Me quité la chaqueta y se la puse sobre los hombros. Luego ella me condujo al lavadero que había detrás del jardín. Allí empezó a desnudarse. Todo su cuerpo trémulo se sentó sobre la tabla estriada de fregar. Como gustaba hacer para excitarse, tomó mis manos y las colocó en sus pechos. Estaban ardiendo. Empecé a preocuparme por ella, que a ratos ponía los ojos en blanco. De una sacudida, Pitia levantó un palmo de la manguera de goma que estaba en el suelo desde la toma de agua de la pila. Me la ofreció y yo me serví de ella para rodearle el cuello y deslizarle el mango entre sus pechos. De la boca de la manguera cayó un chorro de agua que fue a parar a su coño. Poco después escuchamos gritos de auxilio y alaridos de nuestros invitados. La noche se inflamaba con un gran resplandor anaranjado. Pitia se sonreía jugando con mi polla y la boca de la manguera en cada mano.

-Chiquitita, no hay que llorar…- tarareaba al mismo tiempo que una sirena acabo solapándose a la música que llegaba de los altavoces.

Con la manguera alrededor de mi cuello, a punto de ahogarme, pensé si llegaría a ver algún día lo que sucedía afuera. El calor se hacía insoportable y noté que me faltaba el aire. Recuerdo que llegó el veneno del sueño. Vi entonces a Pitia con la cabeza afeitada y vestida de sacerdotisa. Construía un castillo con cartas de tarot. Luego su muñeca de trapo sacaba un naipe del edificio y el castillo se derrumbó. De todas las cartas que fueron a parar al suelo, tres cayeron boca arriba: en una se veía el rostro de papá, en otra, el de Cintia y en la tercera, el de su bebé. Desperté antes de conocer el rostro que se ocultaba en el naipe indeciso que todavía volaba.

 Nada más salir del hospital me deshice de todo lo que me ligaba a Pitia y decidí alejarme prudencialmente de la ciudad unas semanas. Necesitaba reponerme de tanta calamidad: el incendio de la casa, la pérdida de las amistades con Roberto deprimido y Cintia sin salir del coma.

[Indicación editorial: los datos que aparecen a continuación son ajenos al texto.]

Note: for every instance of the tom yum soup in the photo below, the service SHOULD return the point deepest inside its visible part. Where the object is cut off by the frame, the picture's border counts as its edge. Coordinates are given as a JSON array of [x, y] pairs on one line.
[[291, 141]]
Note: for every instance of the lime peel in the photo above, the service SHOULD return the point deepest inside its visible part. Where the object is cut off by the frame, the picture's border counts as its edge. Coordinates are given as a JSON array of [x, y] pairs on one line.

En el resort al que había llegado, decidí tomar el sol unas horas. Luego, con las pilas cargadas, quise tomar la motora y navegar mar adentro. Entonces oí que acababa de recibir un mensaje en el móvil:

-No lo hagas-decía-, por nada del mundo.

Me giré inmediatamente creyendo a Pitia detrás de mí, pero solo encontré unos surfistas malhumorados de vuelta al hotel. Salí corriendo como un poseído hacia mi habitación como queriendo buscar abrigo del sudor frio que me recorría. Al encender la luz, descubrí en la mesita un bolso de mujer con un folleto de la asociación contra el cáncer en su interior.  A pesar del furor, pudo contemplar mis manos y me acordé como rodeaban el cuello de Pitia cuando follábamos hasta inmovilizarla. Me empecé a sentir seguro y decidí salir a tomar el aire.

En la orilla de la playa unos agentes de costas atracaron la motora del hotel en el embarcadero. Luego acostaron sobre la arena un cadáver. Me uní a los curiosos y observé un desnudo amoratado de mujer al que le faltaba un pecho. Volví a verme las manos y las sentí miserables.